Eles apenas contemplavam aquilo que era, para eles, a única realidade: sombras dos seres reais que projetadas de fora da caverna, pela luz do sol, que imprimiam silhuetas inquietas e moventes sobre o imenso paredão que se alevantava à sua frente. Os acorrentados davam nome às sombras, “cão”, “cavalo”, “homem”, “mulher”… E, tinham uma lenda. Aqueles que se aventurassem, – e poucos fizeram -, ao sair da caverna, enlouqueciam. Inda assim, um homem jovem decidiu que escalaria o paredão, queria ver outras coisas, se houvesse.
Ninguém conseguiu dissuadi-lo. Ele defrontou-se com a luz do sol, ficou cego. Levou muito tempo para que os olhos se acostumassem à luz. Começou então a compreender o que se passava. E ao ver que da caverna não se contemplavam senão sombras, correu para os companheiros numa extraordinária euforia: “São falsas… São falsas as coisas que vocês vêem!” Os companheiros o amarraram – confirmara-se a desgraça. Ficara perigosamente louco, concluíram.
O caminho da verdade: reminiscência
Para Platão, viemos de um mundo pré-existente onde éramos ideias, espíritos.

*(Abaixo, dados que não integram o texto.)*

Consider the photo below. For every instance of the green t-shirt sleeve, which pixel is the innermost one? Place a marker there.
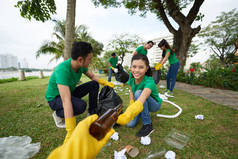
(62, 77)
(167, 51)
(110, 60)
(84, 70)
(116, 59)
(138, 49)
(150, 84)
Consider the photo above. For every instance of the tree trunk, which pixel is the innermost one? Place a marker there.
(182, 40)
(69, 28)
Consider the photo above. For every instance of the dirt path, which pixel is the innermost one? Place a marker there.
(224, 97)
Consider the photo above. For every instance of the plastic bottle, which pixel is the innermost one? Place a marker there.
(103, 124)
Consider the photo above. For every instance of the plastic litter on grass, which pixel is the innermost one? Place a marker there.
(176, 139)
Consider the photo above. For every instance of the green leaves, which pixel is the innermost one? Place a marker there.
(40, 10)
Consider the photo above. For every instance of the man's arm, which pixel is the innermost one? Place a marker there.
(96, 78)
(92, 76)
(65, 95)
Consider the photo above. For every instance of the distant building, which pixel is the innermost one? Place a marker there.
(7, 60)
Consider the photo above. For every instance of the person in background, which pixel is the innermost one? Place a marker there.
(143, 95)
(168, 54)
(112, 65)
(143, 48)
(63, 94)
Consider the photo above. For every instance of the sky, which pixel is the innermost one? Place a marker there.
(22, 38)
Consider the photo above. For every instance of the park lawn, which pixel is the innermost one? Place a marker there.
(24, 111)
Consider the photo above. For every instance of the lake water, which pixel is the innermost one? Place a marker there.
(10, 74)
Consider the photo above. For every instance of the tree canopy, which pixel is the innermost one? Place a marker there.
(163, 10)
(40, 10)
(124, 43)
(56, 47)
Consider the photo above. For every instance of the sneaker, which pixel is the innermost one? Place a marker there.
(165, 91)
(59, 122)
(169, 94)
(146, 130)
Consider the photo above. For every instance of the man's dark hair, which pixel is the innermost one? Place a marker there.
(163, 42)
(151, 42)
(81, 49)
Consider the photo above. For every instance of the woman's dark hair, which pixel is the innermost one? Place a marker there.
(145, 59)
(163, 42)
(81, 49)
(151, 42)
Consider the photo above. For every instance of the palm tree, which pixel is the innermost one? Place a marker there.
(57, 48)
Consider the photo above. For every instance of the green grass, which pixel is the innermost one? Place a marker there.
(24, 111)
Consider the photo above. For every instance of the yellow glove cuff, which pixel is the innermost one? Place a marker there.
(158, 66)
(105, 83)
(70, 124)
(131, 102)
(131, 112)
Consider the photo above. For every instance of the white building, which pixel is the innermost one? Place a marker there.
(7, 60)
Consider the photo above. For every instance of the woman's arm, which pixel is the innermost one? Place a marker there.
(144, 95)
(134, 53)
(131, 95)
(165, 58)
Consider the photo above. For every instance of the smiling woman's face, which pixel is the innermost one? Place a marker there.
(138, 69)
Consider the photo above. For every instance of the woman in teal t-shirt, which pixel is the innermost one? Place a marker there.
(168, 54)
(143, 88)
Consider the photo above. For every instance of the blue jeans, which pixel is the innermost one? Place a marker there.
(79, 106)
(171, 76)
(150, 105)
(110, 74)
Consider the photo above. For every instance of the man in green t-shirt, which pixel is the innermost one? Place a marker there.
(112, 65)
(63, 94)
(143, 48)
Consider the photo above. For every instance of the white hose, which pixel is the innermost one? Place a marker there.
(170, 116)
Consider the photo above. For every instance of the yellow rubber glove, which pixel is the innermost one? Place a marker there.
(131, 102)
(158, 66)
(81, 145)
(105, 83)
(70, 124)
(112, 68)
(131, 112)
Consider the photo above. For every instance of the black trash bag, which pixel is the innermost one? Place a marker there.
(121, 75)
(108, 98)
(156, 74)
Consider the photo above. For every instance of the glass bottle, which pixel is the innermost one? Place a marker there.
(103, 124)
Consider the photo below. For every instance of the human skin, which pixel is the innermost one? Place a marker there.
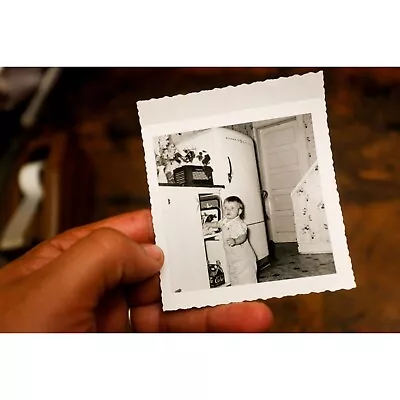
(86, 280)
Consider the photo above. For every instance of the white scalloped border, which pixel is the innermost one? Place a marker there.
(285, 96)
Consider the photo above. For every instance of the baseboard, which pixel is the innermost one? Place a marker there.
(263, 263)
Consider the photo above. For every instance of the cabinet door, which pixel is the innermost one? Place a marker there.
(185, 253)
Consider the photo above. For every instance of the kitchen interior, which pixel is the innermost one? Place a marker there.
(272, 166)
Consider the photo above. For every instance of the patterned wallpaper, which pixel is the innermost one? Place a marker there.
(308, 128)
(309, 212)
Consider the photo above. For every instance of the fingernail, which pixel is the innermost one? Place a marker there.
(154, 251)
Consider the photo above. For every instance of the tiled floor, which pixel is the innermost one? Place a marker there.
(289, 264)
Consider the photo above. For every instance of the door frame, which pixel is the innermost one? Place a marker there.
(263, 155)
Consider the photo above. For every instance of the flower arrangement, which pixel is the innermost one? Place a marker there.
(168, 157)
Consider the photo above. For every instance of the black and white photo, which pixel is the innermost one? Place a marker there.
(244, 206)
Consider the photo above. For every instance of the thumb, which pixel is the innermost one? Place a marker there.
(100, 262)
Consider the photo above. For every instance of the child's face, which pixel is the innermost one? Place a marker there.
(232, 209)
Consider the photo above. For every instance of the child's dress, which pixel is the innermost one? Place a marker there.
(241, 258)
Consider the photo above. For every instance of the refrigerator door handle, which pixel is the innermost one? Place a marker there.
(264, 194)
(230, 171)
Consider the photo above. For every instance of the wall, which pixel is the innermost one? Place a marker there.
(246, 128)
(310, 216)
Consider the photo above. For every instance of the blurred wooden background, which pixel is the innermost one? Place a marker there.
(98, 107)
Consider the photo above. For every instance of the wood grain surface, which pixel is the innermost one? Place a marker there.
(99, 106)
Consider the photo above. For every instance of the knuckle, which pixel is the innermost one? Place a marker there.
(109, 239)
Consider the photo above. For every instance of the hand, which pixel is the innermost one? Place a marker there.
(86, 280)
(231, 242)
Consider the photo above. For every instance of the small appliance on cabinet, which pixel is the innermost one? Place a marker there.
(232, 170)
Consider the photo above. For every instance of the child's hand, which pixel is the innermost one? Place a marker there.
(231, 242)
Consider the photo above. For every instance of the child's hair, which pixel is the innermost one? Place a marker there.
(235, 199)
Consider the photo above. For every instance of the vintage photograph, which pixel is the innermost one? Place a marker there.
(258, 201)
(245, 209)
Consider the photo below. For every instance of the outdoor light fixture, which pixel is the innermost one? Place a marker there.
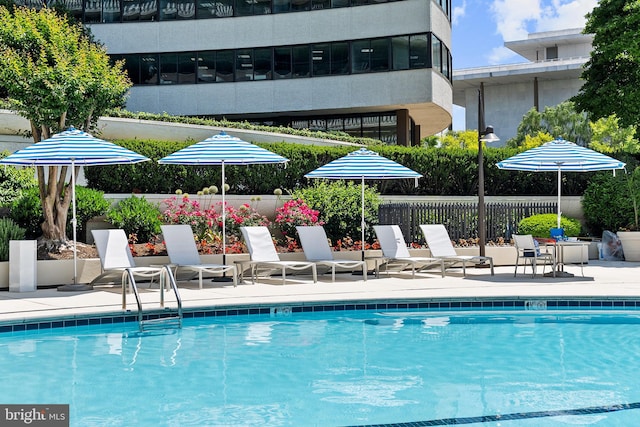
(485, 134)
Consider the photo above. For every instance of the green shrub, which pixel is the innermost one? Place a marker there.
(539, 225)
(13, 181)
(340, 207)
(89, 204)
(26, 211)
(137, 217)
(606, 204)
(9, 230)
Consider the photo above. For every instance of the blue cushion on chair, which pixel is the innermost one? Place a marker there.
(530, 253)
(557, 233)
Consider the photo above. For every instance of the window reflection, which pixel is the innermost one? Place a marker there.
(300, 56)
(207, 67)
(400, 49)
(168, 68)
(224, 66)
(187, 68)
(111, 11)
(380, 55)
(419, 51)
(360, 56)
(317, 60)
(148, 69)
(282, 63)
(92, 11)
(321, 59)
(244, 65)
(339, 58)
(186, 10)
(168, 10)
(436, 54)
(262, 64)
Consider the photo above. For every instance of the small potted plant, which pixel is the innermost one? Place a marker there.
(630, 235)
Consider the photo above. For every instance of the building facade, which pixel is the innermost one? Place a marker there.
(372, 68)
(550, 77)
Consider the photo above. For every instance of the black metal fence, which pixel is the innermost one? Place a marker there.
(461, 218)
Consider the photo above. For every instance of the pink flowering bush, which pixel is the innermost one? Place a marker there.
(207, 223)
(182, 210)
(295, 212)
(244, 216)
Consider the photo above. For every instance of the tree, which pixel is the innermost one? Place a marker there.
(56, 77)
(561, 120)
(608, 137)
(612, 74)
(460, 139)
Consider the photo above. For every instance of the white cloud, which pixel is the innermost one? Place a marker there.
(516, 19)
(565, 14)
(459, 12)
(512, 17)
(500, 55)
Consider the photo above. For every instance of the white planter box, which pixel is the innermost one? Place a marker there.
(22, 265)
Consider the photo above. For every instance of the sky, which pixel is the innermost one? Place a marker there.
(480, 28)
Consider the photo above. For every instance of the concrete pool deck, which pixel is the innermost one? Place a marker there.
(603, 280)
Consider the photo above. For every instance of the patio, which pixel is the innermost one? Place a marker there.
(603, 281)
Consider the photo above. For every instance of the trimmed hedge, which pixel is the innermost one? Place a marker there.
(445, 172)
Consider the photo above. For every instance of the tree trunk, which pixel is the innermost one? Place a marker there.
(56, 198)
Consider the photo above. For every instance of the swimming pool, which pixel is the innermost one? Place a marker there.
(340, 368)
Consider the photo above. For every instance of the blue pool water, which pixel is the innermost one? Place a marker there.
(337, 369)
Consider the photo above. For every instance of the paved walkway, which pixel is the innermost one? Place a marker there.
(603, 280)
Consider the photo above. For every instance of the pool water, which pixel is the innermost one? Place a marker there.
(337, 369)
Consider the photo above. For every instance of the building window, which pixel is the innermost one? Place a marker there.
(436, 54)
(267, 63)
(224, 66)
(207, 67)
(380, 54)
(360, 56)
(339, 58)
(419, 51)
(321, 59)
(301, 66)
(400, 49)
(282, 63)
(148, 70)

Ao nos encarnar, descemos sobre o lago Lete (esquecimento), de forma que nossa existência no mundo (no magma, na matéria) vela nossa origem. É necessário uma via ascética no interior de si mesmo, para sintonizar por meio da reminiscência (nossa memória), o mundo real das essências no Mundo das Ideias (Topos Noetos).
Os filósofos são aqueles que – por um movimento radical de crítica à aparência material, magmática, do ser – “vêem” as essências interiores e espirituais, driblando aquilo que enxergamos e que nos toca, a aparência material que oculta e embaça a verdade do ser. Por isso, os filósofos deveriam ser também os governantes, segundo Platão, porque possuiriam a verdade da condição humana, ultrapassando a ditadura da aparência.
Platão, pois, como filósofo desde o século IV A.C. continua nos estimulando a pensar os indivíduos, a sociedade, a república e os processos educacionais. Nos seus dias, compartilhava com Sócrates, seu mestre, denunciando a direção da educação dada pelos mais velhos à juventude grega. A geração dos adultos levaria os jovens à corrupção e à falência da ética, da decência, da cidadania. Por isso, insistia que o centro de tudo era a Aretê – misto de perfeição e arte de alcançar um fim – isso é, a qualidade que faz qualquer virtude, virtuosa.
REFERÊNCIAS:
Fundamentos de Filosofia: os caminhos do “Pensar” para quem quer transformação / Luiz Augusto Passos. — 1ª ed., 1ª reimp. — Brasília/DF: Confederação Nacional dos Trabalhadores em Educação, 2014.